Braille & Sensory Trails - International

NATURE FOR ALL

Braille Nature Trails aim to help visually impaired people experience the trail without assistance using directional Braille signs and physical aids like guide ropes.  Some tracks have touch-sensitive sides to enable the person to  orientate themselves while others incorporate guided audio tours or smartphone access.  Many paths are also wheelchair-friendly.

The first Braille Nature Trail near Aspen, Colorado was designed by a science teacher named Bob Lewis with a keen interest in nature. After reading about the inventor of the Braille alphabet, Louis Braille, he designed a nature trail with informational Braille signs to help people who were visually impaired get closer to nature. Thus the “Braille Nature Trail” concept was born, and was soon duplicated elsewhere.

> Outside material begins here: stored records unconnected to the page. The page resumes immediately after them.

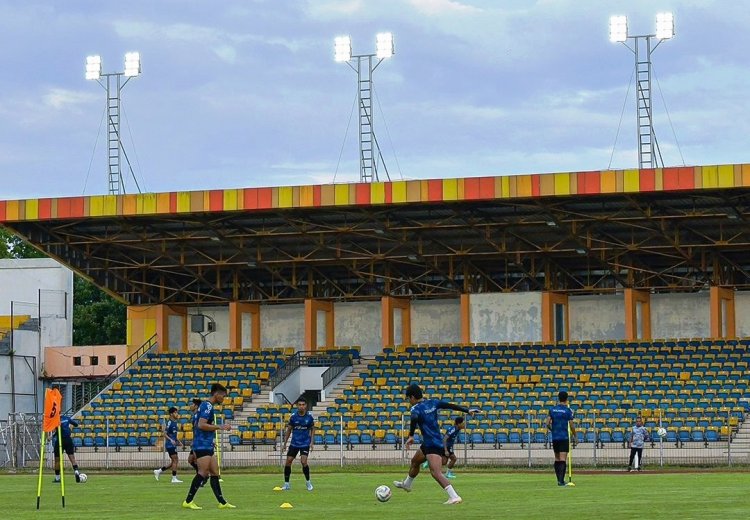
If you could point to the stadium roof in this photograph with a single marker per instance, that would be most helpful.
(668, 229)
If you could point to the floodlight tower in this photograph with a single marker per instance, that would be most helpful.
(113, 84)
(364, 65)
(649, 155)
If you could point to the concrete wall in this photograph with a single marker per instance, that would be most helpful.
(20, 283)
(358, 323)
(597, 317)
(304, 378)
(59, 360)
(435, 321)
(506, 317)
(24, 380)
(742, 313)
(282, 326)
(680, 315)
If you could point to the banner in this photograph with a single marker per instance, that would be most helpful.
(52, 409)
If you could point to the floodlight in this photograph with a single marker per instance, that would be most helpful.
(342, 48)
(618, 29)
(664, 26)
(132, 64)
(93, 67)
(384, 45)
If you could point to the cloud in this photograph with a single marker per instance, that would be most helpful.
(223, 43)
(60, 98)
(327, 9)
(436, 7)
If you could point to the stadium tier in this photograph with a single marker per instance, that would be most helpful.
(131, 412)
(695, 389)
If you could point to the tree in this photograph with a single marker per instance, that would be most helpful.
(13, 247)
(98, 319)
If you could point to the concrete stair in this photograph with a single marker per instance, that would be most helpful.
(250, 407)
(741, 442)
(338, 390)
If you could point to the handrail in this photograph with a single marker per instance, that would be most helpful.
(103, 384)
(312, 360)
(292, 363)
(334, 370)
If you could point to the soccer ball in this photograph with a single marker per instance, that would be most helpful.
(383, 493)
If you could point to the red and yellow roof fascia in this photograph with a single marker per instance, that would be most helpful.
(396, 192)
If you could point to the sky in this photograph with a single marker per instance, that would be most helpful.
(245, 93)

Sensory Nature Trails and sensory gardens use specific aromatic, tactile and other plants in a specially designed layout, to enable people who are visually impaired or have other disabilities to feel, hear and smell their surroundings. Many gardens have Braille signs for information and/or audio features, guide ropes/rails, raised garden beds, and tactile pathways. Many sensory gardens are also wheelchair accessible.

The first Sensory Garden was created by Daniel Manning, at Belmont Park in Exeter, England in 1939, after seeing a blind woman touching and smelling a plant. Sensory gardens are now found in Botanical Gardens and other public parks and green spaces all over the world.